My Database table looks like this…

CREATE TABLE IF NOT EXISTS apoll_web_projects_tasks (
            task_id bigint(20) NOT NULL default '0',
            project_id varchar(70) NOT NULL default '0',
            name varchar(255) NOT NULL,
            description varchar(36) default NULL,
            status varchar(20) DEFAULT NULL,
            priority varchar(20) DEFAULT NULL,
            type varchar(20) DEFAULT NULL,
            date_entered datetime DEFAULT NULL,
            date_modified datetime DEFAULT NULL,
            sort_order int(12) DEFAULT NULL,
            heading int(2) NOT NULL default '0',
            PRIMARY KEY  (task_id)
            ) ENGINE=InnoDB DEFAULT CHARSET=utf8;

Best Answer

Below is my final working solution. It turns out that moving this...

date_modified = (CASE
                WHEN name <> values(name)
                OR description <> values(description)
                OR status <> values(status)
                OR type <> values(type)
                OR priority <> values(priority)
                  THEN UTC_TIMESTAMP()
                  ELSE date_modified
            END),

to the top of the list, above these fields...

name='$name',
description='$description',
status='$status',
priority='$priority',
type='$type',

So the final solution looks like this below...

$sql = "
    INSERT INTO
        $this->tasksDbTableName(task_id, project_id, name, description, status, priority, type, date_entered, date_modified, sort_order, heading)
    VALUES
        ('$taskId', '$projectId', '$name', '$description', '$status', '$priority', '$type', UTC_TIMESTAMP(), UTC_TIMESTAMP(), '$sort_order', '$heading')
    ON DUPLICATE KEY UPDATE
        date_modified = (CASE
            WHEN name <> values(name)
            OR description <> values(description)
            OR status <> values(status)
            OR type <> values(type)
            OR priority <> values(priority)
              THEN UTC_TIMESTAMP()
              ELSE date_modified
        END),
        name='$name',
        description='$description',
        status='$status',
        priority='$priority',
        type='$type',
        sort_order='$sort_order',
        heading='$heading'";

Just moving my CASE Statement to the top above the other set fields, made it start working correctly!

It almost seems as if these DB column fields name description status priority type were getting Updated before my Case statement could run which resulted in them always appearing to be the same as the DB fields and never any different so my Case statement was about useless.
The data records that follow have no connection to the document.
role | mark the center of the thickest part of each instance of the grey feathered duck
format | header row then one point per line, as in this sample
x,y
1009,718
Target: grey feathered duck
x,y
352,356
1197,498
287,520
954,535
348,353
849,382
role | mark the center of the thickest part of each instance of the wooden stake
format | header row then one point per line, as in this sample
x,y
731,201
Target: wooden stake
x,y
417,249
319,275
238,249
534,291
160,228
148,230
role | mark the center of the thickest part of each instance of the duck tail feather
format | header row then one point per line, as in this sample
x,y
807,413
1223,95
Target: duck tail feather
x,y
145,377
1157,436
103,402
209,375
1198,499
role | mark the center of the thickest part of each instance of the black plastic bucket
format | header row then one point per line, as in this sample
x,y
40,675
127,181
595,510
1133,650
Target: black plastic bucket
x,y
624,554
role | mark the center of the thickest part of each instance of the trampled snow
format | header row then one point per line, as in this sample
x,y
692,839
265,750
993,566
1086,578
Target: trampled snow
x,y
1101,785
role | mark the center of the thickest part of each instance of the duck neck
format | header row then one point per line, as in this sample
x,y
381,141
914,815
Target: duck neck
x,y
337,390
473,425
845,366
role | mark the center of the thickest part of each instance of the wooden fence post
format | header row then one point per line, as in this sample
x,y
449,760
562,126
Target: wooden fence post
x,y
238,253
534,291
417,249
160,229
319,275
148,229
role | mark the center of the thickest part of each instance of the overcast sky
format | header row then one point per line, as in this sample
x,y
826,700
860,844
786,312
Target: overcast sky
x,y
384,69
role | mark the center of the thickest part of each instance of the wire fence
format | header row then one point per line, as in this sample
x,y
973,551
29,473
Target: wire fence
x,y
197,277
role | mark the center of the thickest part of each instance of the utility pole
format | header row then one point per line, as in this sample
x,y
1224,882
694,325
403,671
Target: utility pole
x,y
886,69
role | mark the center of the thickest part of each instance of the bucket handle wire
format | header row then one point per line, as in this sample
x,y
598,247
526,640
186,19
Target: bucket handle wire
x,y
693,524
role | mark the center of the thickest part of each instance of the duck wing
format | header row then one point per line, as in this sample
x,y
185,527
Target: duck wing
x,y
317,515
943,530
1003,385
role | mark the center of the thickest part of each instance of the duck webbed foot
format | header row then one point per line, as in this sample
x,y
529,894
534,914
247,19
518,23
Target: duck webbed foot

Moving it to the top, it now works 100% correctly.

Hopefully this will help someone with a similar problem someday as many people across 3 sites tried to fix it without success. Just moving it to the top did the trick though so the Order in this case very much matters! ] Thanks to all that have contributed their time to try and find a solution, I always appreciate the help I receive on the StackExchange network sites!